Die Agentur Inter-Art-Études aus Paris und das Berliner Büro Aukett + Heese (für Spa und Lang Bar) bedienen sich einiger Motive aus dem New Yorker Waldorf Astoria Stammhaus und wandeln stilistisch zwischen einem angenehm reduzierten Art Déco und der Klassischen Moderne. Prunk und Pomp sind nicht Art des Hauses. Goldtöne zum Beispiel akzentuieren zwar Entree und Lobby, aber das Gold schimmert verhalten hinter Glas oder taucht als Aderung im Portoro-Marmor der Pfeiler auf. Die Empfangshalle mit der gewendelten Treppe soll an den Geist der transatlantischen Luxusdampfer der dreißiger Jahre erinnern. Auch der Ballsaal verströmt nur verhaltenes Gepränge. Edle, aber nicht aufdringliche Materialien charakterisieren die Stimmung. Die Gestaltung des Restaurants Les Solistes hat sich Sternekoch Pierre Gagnaire selbst vorbehalten, auch er bleibt in der vornehm dezenten Gestaltungspalette des Hauses, ebenso der Wellnessbereich im fünften Stock, der als „einziges Guerlain Spa“ in Deutschland angepriesen wird.

232 Zimmer und Suiten verschiedener Kategorien bieten unaufdringlichen Luxus.
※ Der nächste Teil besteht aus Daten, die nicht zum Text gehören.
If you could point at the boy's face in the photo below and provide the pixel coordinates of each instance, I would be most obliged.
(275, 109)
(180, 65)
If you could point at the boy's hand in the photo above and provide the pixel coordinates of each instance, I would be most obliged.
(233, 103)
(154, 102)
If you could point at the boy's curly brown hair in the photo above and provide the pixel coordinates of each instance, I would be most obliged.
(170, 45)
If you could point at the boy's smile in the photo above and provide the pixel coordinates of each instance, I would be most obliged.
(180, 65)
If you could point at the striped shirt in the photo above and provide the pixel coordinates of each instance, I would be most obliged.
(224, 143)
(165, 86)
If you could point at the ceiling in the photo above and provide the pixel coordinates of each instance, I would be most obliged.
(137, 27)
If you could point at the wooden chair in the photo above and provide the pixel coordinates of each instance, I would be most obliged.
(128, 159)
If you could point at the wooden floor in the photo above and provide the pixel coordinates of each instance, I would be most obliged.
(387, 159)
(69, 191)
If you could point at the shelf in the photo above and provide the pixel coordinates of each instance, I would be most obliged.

Verschiedene Holzarten sollen den Eindruck von gewachsenen Interieurs erwecken – wie zu Hause. Nur der ovale Esstisch und die klassizistische Recamiere fallen stilistisch etwas aus dem zeitlosen Rahmen, aber die kann man ja rausräumen. Angenehm hingegen die Allgegenwart originaler Kunstwerke. Bei der Auswahl der über 1000 Arbeiten, mehrheitlich von Absolventen der UdK geschaffen und überall im Haus präsent, waltete eine glückliche Hand. Unbezahlbar und wirklich ein Privileg für Betuchte ist die Aussicht, vor allem aus den Suiten in den obersten Geschossen.

Wenn das Zoofenster auch in Zukunft Eckpunkt des Hochhausclusters am Breitscheidplatz bleibt, erfüllt es seine Aufgabe mit Bravour. Das Hotel selbst wird sicher nicht von Designfreaks und Gestaltungspuristen frequentiert werden. Es ist nicht so konsequent auf Form getrimmt wie etwa das Concorde einige Schritte weiter, aber allemal eine Alternative zu Plüsch- und Talmitempeln wie Regent, Ritz Carlton oder Adlon.